This thread has been locked.

If you have a related question, please click the "Ask a related question" button in the top right corner. The newly created question will be automatically linked to this question.

AM3358 uSD not Booting

Hello,

we are tying to bringup a new custom board based on the beaglebone black. I have a functional TI-Arago based uSD which does work on the BBB, as well as a previous version of our board.

However, for some reason the uSD does not boot on our new system. We see "CCCCCCCCC" over UART0 at boot without a uSD card installed since the eMMC flash is currently erased. If we turn on the system with a uSD card installed, we get no UART output at all. We can tell the ARM is still alive as it is drawing a normal amount of current for operation.

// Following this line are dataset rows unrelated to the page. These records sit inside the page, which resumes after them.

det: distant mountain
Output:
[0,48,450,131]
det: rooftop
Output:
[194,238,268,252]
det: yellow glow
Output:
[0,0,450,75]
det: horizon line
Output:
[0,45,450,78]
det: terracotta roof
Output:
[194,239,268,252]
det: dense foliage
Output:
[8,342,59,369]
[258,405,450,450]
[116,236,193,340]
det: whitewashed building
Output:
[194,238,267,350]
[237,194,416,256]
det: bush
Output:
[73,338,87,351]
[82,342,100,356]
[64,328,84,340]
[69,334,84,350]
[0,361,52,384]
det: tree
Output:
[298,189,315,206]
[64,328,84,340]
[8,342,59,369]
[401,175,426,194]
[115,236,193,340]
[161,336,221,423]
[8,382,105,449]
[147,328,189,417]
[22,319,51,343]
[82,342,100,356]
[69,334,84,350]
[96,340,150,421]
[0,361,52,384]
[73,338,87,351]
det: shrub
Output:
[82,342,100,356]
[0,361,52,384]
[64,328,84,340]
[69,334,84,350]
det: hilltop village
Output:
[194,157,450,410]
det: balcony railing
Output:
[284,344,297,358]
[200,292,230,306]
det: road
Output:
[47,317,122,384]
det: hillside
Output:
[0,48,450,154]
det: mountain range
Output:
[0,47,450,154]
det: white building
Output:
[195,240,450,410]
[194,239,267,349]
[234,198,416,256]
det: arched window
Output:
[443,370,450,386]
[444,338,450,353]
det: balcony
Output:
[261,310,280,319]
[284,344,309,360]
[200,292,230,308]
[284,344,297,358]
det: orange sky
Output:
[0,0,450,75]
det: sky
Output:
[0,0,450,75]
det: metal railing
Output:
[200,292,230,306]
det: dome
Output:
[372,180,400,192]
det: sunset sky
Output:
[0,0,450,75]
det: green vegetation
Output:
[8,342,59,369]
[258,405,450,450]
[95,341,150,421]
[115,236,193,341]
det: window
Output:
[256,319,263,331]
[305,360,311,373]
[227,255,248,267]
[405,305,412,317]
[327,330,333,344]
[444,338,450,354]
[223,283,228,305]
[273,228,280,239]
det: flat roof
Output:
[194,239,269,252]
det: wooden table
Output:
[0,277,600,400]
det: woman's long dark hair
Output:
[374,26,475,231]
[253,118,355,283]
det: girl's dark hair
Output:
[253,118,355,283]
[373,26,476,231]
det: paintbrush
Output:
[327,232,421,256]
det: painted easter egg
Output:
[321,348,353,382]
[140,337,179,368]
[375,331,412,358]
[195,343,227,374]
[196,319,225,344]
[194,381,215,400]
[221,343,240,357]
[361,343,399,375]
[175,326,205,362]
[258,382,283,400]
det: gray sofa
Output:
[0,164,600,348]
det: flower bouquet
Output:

We have put the old board and the new board next to each other each with a uSD installed, then power both up simultaneously with o-scope probes on the same lines so we can see differences between the MMC lines. What we see is the the "Command" signal for the old board is logic high always, on the new board it looks like a data bus and is totally different.


Also, we noticed that the clock on the old board runs longer than the new, where the new one seems to quit after about ~300 to 400mS.

We have verified the boot strap resistors are installed properly. Also all the MMC signal lines appear to be connected to the appropriate pads on the ARM.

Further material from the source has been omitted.